Allowlist drift to over-permissive entries. Allowing github.com opens domain-fronting, gist abuse, and arbitrary repo exfiltration — the topology is intact but the policy under-utilises it. Same constraint as any domain allowlist: broad entries are exfiltration channels disguised as utility.
Tools that legitimately need raw UDP, ICMP, or QUIC. The Unix-socket proxy is HTTP-shaped.
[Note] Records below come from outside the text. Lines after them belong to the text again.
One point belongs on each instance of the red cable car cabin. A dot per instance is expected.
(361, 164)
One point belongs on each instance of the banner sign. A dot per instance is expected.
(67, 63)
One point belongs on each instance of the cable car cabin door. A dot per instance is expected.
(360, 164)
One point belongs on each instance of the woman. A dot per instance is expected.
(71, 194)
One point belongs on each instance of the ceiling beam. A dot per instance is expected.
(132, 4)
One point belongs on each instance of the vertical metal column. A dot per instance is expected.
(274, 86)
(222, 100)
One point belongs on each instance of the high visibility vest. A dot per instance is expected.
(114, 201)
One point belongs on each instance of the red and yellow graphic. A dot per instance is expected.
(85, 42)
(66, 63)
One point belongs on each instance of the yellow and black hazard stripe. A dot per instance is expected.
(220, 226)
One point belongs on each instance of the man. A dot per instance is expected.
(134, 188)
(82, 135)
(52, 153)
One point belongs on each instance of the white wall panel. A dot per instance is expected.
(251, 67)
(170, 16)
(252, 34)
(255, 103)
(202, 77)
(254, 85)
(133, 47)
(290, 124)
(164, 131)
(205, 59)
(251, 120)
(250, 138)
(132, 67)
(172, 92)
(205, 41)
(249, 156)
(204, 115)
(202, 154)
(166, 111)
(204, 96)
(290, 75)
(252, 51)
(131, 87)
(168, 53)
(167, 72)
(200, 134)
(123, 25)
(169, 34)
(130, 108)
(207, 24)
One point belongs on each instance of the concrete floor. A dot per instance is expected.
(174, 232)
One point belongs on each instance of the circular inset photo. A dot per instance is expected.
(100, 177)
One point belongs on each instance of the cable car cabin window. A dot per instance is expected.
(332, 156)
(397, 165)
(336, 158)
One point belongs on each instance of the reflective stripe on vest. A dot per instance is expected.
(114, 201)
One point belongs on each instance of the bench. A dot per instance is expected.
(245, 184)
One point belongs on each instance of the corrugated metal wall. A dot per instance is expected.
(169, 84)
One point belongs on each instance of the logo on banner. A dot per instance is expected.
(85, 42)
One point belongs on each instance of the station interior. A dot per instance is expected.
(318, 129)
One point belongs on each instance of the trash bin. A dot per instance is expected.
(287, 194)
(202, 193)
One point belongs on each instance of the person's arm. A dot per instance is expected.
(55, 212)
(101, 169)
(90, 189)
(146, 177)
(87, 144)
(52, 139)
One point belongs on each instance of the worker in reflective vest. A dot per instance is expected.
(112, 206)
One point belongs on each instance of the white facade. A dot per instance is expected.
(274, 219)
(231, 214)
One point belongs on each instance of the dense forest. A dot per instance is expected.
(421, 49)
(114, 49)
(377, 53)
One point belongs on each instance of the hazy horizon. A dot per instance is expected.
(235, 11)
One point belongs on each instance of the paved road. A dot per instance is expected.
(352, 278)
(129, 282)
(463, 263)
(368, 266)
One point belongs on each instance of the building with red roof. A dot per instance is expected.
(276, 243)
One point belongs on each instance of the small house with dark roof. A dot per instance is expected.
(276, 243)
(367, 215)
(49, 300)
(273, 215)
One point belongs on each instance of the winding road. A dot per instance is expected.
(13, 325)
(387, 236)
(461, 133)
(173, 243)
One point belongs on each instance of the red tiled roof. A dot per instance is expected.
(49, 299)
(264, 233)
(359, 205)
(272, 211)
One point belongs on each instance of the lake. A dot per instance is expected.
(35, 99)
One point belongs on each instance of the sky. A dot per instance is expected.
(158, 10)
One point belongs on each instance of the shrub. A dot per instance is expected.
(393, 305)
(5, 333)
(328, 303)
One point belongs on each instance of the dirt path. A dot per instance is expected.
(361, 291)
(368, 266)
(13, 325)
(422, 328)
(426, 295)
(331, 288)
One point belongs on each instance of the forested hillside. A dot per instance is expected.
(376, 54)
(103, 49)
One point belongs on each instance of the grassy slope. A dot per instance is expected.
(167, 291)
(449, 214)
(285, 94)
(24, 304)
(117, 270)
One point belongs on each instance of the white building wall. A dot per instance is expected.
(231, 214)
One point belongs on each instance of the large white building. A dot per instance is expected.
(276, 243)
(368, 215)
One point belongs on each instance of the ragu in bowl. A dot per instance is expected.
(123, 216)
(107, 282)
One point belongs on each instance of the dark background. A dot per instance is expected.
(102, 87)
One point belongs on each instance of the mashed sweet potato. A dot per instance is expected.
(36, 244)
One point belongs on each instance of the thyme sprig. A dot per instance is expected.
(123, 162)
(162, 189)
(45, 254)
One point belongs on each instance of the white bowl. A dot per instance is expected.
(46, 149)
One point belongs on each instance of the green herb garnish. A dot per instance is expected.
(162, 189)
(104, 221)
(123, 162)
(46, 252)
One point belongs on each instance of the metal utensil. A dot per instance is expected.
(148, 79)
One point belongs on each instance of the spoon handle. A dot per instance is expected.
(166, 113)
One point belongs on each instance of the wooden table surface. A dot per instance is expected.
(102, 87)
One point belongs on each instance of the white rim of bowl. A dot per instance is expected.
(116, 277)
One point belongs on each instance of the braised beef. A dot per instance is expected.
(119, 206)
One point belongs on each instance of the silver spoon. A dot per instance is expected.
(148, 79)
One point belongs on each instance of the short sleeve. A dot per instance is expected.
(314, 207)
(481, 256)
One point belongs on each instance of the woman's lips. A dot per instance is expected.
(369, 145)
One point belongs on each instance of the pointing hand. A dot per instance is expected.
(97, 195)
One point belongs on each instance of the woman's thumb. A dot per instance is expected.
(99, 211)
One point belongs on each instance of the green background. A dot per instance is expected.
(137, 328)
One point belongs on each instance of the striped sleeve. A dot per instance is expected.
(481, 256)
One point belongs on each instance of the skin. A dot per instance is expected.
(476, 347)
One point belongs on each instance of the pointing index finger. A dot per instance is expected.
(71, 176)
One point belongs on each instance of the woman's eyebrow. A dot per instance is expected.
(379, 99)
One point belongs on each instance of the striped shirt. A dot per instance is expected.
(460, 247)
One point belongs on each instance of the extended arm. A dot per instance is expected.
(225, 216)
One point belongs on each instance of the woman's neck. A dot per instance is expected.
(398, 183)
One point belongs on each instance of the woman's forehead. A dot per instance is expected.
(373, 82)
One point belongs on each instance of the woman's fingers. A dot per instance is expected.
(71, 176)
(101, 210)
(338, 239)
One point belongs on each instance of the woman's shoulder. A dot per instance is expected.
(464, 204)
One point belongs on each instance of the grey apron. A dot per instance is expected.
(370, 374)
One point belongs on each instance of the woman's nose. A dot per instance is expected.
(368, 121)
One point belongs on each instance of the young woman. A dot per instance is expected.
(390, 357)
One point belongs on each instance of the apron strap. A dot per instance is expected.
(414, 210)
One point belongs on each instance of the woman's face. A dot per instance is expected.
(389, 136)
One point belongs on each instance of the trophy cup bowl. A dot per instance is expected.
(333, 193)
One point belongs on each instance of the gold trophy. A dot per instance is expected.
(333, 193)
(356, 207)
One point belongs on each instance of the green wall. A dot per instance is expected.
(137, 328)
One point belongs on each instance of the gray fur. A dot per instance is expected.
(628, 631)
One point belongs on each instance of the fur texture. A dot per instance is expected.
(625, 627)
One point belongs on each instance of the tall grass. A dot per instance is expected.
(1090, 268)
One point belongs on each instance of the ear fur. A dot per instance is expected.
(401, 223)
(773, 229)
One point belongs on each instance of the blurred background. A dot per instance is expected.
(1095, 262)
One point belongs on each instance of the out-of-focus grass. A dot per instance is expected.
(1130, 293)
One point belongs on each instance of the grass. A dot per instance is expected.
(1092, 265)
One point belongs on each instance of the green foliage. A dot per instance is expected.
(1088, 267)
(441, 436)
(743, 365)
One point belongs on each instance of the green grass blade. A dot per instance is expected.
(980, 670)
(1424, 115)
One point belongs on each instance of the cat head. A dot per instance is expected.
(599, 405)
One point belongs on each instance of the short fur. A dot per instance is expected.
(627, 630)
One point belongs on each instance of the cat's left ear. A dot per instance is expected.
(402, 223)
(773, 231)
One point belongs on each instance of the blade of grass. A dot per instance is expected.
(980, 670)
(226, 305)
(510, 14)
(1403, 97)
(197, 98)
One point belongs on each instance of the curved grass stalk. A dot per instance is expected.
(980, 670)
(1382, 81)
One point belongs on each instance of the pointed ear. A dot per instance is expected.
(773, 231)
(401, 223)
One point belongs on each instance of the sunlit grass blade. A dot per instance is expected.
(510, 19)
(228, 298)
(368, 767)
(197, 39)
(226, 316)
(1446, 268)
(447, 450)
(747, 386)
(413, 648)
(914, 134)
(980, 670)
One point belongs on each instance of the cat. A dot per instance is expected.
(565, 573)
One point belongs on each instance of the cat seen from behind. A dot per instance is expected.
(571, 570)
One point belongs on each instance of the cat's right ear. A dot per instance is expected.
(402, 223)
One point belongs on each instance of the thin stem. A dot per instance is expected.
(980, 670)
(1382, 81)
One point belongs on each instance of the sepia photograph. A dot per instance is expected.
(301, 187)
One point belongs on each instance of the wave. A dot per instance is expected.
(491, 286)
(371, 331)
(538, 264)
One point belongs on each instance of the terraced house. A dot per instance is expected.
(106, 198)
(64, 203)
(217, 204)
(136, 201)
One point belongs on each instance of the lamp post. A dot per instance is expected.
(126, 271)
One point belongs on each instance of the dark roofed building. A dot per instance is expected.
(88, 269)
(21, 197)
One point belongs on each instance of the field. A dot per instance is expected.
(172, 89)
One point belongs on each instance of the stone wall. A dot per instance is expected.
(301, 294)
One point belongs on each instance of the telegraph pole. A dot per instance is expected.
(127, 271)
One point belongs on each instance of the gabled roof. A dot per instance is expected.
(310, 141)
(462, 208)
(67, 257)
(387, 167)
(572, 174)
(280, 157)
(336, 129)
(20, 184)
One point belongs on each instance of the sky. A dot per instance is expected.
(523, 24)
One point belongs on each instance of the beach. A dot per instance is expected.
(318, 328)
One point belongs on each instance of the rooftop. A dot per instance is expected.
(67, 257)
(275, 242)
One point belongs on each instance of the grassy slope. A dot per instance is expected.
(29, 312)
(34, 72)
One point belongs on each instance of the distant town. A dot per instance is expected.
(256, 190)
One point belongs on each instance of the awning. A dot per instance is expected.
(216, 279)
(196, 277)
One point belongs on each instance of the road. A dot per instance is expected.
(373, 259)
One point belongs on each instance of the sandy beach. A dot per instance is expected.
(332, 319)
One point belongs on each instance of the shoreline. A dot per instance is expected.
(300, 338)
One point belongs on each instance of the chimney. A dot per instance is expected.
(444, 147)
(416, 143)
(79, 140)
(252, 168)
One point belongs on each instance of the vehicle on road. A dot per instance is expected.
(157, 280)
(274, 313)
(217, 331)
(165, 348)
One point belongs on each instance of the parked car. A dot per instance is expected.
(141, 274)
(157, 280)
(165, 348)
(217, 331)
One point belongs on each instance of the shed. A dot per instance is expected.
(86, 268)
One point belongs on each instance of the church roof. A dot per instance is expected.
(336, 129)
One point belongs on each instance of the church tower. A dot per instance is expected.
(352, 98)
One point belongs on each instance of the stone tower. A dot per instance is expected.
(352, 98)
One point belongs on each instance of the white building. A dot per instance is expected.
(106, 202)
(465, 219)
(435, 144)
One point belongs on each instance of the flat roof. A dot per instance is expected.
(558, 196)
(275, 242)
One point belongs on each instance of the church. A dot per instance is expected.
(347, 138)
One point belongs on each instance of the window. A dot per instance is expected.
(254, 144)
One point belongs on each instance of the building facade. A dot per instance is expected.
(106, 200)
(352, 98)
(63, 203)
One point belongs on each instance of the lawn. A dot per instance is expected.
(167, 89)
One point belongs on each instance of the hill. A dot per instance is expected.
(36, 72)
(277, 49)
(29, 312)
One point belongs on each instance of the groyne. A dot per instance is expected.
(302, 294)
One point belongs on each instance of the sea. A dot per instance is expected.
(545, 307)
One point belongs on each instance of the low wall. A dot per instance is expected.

Agents that need DNS tooling, ping, raw socket clients, or QUIC libraries either fail or get added to excludedCommands — at which point the per-tool exception widens the topology hole. Docker AI Sandboxes document the same trade-off: "UDP and ICMP traffic is blocked at the network layer and can't be unblocked with policy rules" (Docker AI Sandboxes: Network policies).

Key Takeaways¶

--network none removes every interface, turning egress from a policy decision into a structural property of the network namespace.
The mounted Unix socket is the only path off the container; the proxy on the host is therefore the only enforcement point.
The same composition naturally houses credential injection — the agent sends unauthenticated requests, the proxy attaches scoped tokens.
The proxy matcher becomes the entire policy; matcher bugs (SOCKS5 null-byte, allowlist parser flaws) bypass the whole topology.
Containers share the host kernel — for adversarial workloads escalate to a microVM with vsock replacing the Unix socket.